Startup ecosystems are on the rise everywhere. There are more startups, more mentors, more events and more money floating around than ever before. Unfortunately, more is not always better. Having been around since the first OCC meetup in Bangalore, I have seen the meetups (and the ecosystem) evolve over the years. Truth be told, I have lost interest in most startup events and it’s not because I think there is nothing to learn out there. Discussions with entrepreneurs often turn into a discussion about things that don’t matter as much – funding news of other companies and discussions about getting into the next accelerator or incubator. These are legitimate discussions but they are very unproductive use of face-time with people. A quick google search on funding or accelerators will lead to hundreds of blog posts, videos and dozens of books.

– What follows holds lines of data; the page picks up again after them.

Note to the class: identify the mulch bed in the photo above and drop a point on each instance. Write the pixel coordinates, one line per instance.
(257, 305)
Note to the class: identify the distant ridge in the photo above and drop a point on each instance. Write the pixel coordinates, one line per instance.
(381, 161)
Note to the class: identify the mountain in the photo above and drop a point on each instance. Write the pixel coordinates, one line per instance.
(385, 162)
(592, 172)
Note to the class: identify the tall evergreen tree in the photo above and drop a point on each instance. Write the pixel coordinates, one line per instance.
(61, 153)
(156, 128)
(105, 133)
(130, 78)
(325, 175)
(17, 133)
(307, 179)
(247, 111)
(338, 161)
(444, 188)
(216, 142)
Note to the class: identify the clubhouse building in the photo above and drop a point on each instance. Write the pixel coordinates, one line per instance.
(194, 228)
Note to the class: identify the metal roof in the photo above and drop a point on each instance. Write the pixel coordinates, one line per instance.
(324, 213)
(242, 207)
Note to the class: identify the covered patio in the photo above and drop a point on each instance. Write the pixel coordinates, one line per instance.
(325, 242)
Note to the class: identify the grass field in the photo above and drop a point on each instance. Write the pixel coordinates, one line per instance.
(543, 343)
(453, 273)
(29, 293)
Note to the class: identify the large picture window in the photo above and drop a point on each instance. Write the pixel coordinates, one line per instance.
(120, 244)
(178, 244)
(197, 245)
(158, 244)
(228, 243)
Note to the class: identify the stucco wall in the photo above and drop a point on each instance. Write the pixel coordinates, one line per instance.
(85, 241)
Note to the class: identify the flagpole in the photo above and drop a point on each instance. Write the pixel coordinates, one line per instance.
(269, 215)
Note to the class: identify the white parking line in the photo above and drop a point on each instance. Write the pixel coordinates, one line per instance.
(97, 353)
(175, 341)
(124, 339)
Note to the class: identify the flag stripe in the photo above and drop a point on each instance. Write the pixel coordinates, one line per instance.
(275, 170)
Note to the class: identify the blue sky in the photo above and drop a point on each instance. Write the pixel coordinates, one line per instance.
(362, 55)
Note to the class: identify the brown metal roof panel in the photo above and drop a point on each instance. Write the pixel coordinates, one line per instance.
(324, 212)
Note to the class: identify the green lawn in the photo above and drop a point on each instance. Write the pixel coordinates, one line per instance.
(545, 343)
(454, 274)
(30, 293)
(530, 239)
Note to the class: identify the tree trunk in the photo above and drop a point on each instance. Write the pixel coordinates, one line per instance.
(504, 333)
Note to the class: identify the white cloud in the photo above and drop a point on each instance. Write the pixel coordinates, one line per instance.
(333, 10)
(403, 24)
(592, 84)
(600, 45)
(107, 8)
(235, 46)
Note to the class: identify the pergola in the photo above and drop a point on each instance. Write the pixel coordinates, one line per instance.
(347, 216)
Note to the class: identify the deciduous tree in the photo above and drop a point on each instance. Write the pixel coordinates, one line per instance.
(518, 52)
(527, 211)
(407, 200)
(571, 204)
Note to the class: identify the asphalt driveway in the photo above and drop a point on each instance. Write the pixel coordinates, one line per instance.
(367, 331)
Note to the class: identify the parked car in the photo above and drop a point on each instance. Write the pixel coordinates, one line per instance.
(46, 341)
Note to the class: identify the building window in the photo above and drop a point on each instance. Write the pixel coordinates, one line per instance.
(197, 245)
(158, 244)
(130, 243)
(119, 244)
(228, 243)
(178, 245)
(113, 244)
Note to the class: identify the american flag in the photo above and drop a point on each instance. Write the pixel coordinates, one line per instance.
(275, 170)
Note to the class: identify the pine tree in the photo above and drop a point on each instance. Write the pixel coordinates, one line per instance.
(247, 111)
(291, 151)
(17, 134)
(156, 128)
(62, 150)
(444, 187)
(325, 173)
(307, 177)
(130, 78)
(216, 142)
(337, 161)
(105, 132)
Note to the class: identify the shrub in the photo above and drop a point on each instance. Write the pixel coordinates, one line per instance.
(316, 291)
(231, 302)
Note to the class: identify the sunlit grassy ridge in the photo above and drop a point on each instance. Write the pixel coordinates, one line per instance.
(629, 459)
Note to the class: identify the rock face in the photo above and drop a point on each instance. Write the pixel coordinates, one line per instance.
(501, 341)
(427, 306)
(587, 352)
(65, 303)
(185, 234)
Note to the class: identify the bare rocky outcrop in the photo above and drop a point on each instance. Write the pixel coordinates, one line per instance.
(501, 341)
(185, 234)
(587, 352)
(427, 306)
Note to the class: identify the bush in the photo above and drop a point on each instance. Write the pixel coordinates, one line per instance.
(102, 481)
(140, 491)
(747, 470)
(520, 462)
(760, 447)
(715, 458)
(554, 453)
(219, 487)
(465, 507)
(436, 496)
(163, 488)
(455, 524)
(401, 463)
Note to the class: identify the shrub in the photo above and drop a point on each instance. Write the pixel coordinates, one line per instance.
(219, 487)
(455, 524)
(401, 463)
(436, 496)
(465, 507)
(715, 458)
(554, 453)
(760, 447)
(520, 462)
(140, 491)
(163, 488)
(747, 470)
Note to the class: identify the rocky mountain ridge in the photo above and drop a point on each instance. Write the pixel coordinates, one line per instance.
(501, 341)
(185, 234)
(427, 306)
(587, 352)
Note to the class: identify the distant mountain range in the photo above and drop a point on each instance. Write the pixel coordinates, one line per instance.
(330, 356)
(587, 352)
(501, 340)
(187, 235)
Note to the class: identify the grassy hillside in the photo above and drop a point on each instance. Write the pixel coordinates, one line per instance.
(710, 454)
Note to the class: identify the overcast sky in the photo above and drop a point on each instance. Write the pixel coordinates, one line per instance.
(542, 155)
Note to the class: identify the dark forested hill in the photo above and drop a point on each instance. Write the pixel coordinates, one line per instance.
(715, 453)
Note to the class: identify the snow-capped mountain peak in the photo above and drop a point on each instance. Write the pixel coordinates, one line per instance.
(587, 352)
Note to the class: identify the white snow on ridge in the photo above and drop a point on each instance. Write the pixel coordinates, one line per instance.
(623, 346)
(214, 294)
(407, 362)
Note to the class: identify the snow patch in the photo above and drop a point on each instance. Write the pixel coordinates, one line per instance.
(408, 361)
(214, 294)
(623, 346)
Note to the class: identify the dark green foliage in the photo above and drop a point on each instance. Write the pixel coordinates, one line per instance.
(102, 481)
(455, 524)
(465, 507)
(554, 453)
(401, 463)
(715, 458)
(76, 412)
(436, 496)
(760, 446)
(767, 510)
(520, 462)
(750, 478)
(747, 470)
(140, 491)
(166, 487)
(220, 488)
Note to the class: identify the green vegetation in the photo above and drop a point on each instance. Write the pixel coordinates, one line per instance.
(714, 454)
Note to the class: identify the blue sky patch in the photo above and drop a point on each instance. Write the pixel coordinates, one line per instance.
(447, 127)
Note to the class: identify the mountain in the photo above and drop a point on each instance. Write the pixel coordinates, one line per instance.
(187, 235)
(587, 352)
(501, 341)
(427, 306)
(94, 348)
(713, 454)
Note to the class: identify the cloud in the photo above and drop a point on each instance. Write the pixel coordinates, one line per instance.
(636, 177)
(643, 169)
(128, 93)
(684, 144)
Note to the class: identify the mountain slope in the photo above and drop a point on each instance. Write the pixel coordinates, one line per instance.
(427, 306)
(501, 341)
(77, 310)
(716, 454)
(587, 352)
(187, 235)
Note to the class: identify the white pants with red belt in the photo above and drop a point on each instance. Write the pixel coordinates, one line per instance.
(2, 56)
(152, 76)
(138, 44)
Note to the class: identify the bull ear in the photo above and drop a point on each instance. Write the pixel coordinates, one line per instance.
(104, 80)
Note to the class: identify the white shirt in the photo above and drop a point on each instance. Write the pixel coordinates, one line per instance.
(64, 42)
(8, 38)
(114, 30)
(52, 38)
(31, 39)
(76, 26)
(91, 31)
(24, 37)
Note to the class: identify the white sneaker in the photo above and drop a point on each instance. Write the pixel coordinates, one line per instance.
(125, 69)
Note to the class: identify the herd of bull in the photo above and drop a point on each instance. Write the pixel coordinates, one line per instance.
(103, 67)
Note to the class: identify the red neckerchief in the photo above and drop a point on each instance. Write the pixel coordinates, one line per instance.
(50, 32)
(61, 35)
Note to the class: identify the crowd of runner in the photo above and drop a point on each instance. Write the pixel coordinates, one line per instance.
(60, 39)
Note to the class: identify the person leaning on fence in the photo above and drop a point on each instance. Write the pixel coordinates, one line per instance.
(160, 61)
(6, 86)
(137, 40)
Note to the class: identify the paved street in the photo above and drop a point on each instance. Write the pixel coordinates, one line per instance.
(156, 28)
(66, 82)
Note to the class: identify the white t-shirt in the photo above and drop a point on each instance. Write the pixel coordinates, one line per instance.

I want to take this opportunity to clear my stand on funding. I think if you are operating from India and have any kind of real traction, you probably don’t need to worry about money. You should really be focusing on revenues and acquiring customers. Operating costs in India are so low that your funding requirements are already much lower than other parts of the world. That’s what we are doing in SupportBee. We tried raising a bit last year but very quickly decided that it was not worth the time. Not having money forced us to focus on revenues and customers and ignore everything else. I must accept that in the past I have gotten carried away and indulged in ongoing funding/investment landscape decisions with fellow entrepreneurs. However, I am going to bail out of those discussions pretty quickly from now on. I personally find my time better spent simply meditating instead.
However here are some questions that I do enjoy asking entrepreneurs and wish more entrepreneurs asked me (simply because I have atleast some first hand insights here that might be useful to others)
- How old is your company and how long did it take you to launch. What slowed you down or helped you get the product out the door faster?
- What kind of traction do you have. What about revenues? How fast are they growing (or why not)?
- What things have made the biggest impact on your customer acquisition. What has helped lower your churn? What has driven up the engagement?
- What are your biggest acquisition channels. Do you focus more on organic or paid acquisition? Why one or the other or both?
- What hiring channels have worked for you? How do you work? Do you have sales people? If not, why?
- How do you prioritize feature requests? How do you deliver customer support? How do you tie the two together?
Startups are so hard that if you meet someone with any traction, there are so many great things to learn from them. It doesn’t even matter if you think they have cracked it bigtime or not. Asking the right questions is the key. If you think someone’s idea doesn’t make sense, ask them what they see in it. If you think someone is in an over crowded space, ask them how they are still selling in that space. Try to get real answers out of people. Andrew Warner did it with star entrepreneurs and you can do it with your local heroes (and heroes to be). Just be nice and curious and most people are happy to share their insights.